On Wednesday 18 January, the Dáil will return and the Government will be back on the rack.
The array of crises facing the Coalition is formidable.
RTÉ's Political Correspondent Paul Cunningham assesses the seven biggest challenges of 2023.
"Completely unacceptable." That was the verdict of Health Minister Stephen Donnelly to revelations that a 70-year-old woman, Patricia McCarthy, recently spent 57 hours in a chair waiting for a bed in Cork University Hospital.
The big problem for Minister Donnelly is that lengthy delays are the norm this time of year.
Last Tuesday, a record 931 people were waiting for medical care on trolleys. He contended that Ireland was facing a "perfect storm" due to Covid-19, flu and respiratory infections.
He also pointed to the State's increased annual health budget of €23.5bn; 16,000 additional staff over the past three years; and 1,300 new beds over the same period.

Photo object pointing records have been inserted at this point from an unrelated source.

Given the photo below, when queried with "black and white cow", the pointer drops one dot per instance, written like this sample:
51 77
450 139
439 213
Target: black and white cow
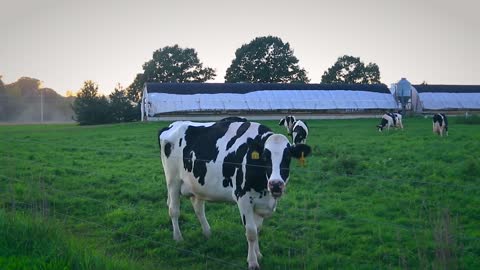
390 120
440 124
299 132
240 162
288 122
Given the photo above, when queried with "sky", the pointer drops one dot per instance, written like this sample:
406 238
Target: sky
65 42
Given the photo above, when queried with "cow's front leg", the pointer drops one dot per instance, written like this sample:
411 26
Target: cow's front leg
248 219
174 209
259 223
199 207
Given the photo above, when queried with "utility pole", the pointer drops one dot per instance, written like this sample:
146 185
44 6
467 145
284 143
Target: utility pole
41 105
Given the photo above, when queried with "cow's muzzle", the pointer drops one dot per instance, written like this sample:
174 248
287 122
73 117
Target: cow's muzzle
276 187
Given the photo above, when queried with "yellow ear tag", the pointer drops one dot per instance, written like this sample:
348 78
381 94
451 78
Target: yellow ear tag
302 160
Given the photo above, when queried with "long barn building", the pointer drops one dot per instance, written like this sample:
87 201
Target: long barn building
211 101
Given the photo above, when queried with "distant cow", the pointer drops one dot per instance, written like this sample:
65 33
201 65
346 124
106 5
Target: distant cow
288 122
240 162
390 120
440 124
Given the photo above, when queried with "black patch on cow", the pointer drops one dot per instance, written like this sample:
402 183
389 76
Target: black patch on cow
233 162
301 134
254 177
168 149
201 141
240 131
263 129
160 133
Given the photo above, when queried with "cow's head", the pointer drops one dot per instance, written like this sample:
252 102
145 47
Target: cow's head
382 125
300 132
274 157
288 122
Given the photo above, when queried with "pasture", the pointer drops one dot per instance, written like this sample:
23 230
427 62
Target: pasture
364 200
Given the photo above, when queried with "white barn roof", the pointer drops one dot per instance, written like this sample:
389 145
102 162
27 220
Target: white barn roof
449 97
161 98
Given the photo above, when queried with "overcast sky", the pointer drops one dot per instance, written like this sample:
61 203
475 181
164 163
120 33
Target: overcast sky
65 42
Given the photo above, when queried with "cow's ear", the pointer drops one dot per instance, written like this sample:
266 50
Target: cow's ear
300 150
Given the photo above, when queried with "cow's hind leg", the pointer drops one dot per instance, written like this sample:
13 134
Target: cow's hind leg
251 232
199 207
174 207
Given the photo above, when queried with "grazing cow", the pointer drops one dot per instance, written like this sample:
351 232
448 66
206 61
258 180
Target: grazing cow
390 120
239 162
440 124
288 122
300 132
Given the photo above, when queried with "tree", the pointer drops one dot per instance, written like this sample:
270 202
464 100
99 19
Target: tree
89 107
349 69
121 108
267 60
171 64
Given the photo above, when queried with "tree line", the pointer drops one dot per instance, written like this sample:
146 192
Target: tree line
263 60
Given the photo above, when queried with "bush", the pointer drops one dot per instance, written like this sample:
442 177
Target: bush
92 109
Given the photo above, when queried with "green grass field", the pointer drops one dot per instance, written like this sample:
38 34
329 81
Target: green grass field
95 198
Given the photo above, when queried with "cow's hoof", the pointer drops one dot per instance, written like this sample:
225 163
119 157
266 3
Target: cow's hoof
178 238
207 234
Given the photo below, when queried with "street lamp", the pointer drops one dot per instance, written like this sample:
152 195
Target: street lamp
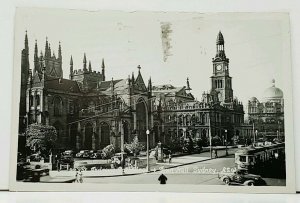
255 136
226 142
147 133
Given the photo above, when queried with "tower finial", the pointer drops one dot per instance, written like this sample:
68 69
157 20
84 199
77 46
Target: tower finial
273 82
71 61
59 51
188 84
84 63
103 69
132 78
26 41
71 68
90 66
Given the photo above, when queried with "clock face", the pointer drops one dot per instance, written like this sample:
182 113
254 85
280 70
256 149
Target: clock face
219 67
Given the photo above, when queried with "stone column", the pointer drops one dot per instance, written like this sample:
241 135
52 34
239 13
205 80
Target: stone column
77 136
93 136
99 140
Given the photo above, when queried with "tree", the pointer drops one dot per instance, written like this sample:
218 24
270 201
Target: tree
41 137
135 146
176 143
108 151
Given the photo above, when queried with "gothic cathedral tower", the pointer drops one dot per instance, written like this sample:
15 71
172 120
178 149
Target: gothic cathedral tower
220 80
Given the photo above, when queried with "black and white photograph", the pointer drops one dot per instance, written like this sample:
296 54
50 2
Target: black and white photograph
152 101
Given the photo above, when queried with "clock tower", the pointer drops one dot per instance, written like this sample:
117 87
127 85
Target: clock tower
220 80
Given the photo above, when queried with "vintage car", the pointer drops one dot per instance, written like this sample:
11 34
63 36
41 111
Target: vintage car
82 153
96 155
241 177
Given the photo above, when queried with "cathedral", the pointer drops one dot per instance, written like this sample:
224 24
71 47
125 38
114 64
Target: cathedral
218 115
90 112
267 115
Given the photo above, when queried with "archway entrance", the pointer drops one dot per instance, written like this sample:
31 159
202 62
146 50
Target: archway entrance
141 120
156 132
105 135
88 139
126 132
73 134
59 131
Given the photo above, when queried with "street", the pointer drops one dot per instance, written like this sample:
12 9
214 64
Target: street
204 172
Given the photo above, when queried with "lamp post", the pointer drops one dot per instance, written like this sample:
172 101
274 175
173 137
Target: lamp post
226 142
147 133
255 136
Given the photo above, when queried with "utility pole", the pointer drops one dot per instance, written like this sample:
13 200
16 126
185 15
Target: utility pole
209 133
226 142
147 133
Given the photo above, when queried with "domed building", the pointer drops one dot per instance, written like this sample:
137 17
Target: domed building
267 116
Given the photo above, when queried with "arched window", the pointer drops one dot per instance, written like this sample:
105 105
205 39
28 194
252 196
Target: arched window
37 99
57 105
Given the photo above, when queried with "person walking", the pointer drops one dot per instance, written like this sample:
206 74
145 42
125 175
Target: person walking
170 157
162 179
80 176
77 176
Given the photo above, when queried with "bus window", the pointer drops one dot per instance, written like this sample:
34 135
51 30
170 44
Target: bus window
242 158
251 160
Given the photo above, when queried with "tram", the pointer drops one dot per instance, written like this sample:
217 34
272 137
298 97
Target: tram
252 158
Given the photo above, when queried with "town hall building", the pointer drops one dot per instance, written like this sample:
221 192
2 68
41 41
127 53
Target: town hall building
90 111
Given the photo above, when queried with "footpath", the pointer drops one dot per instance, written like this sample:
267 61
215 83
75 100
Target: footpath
56 176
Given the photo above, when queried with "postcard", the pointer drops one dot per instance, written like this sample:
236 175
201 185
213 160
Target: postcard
152 101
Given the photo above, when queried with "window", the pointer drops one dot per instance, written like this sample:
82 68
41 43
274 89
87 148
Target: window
242 158
57 105
37 99
71 107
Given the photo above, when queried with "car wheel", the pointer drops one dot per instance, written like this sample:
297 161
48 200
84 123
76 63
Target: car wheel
226 181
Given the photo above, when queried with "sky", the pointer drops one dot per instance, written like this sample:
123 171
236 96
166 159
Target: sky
257 45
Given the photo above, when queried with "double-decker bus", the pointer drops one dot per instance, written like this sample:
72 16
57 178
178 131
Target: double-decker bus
252 158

However, his suggestion that the hospital crisis is being addressed may not register with the public.
Indeed, listeners to RTÉ Radio 1 this weekend heard the Irish Medical Organisation’s GP Committee chair, Dr Denis McCauley, say he’s worried about sending his patients to hospital because of the desperate conditions.
Health is in crisis and Minister Donnelly is the person who the Government is reliant on to get on top of it.
You know you’re in trouble as a Government when President Michael D Higgins declares that housing isn’t a crisis anymore it’s "a disaster" and our "great, great failure."
How can you argue against that position when the latest homelessness figures, published on Friday, show that we hit a record high last November:
11,542 people were accommodated by homeless services, up 26.8% on the previous year.
The job of turning it around falls on the shoulders of Housing Minister Darragh O’Brien who also has to contend with house prices jumping by 6% last year, according to Daft.ie, and sky-high rents.
He asserts that in 2022, more than any year in the past decade, more houses were built; more first-time buyers bought homes; and more people were prevented from falling into homelessness and exited homelessness.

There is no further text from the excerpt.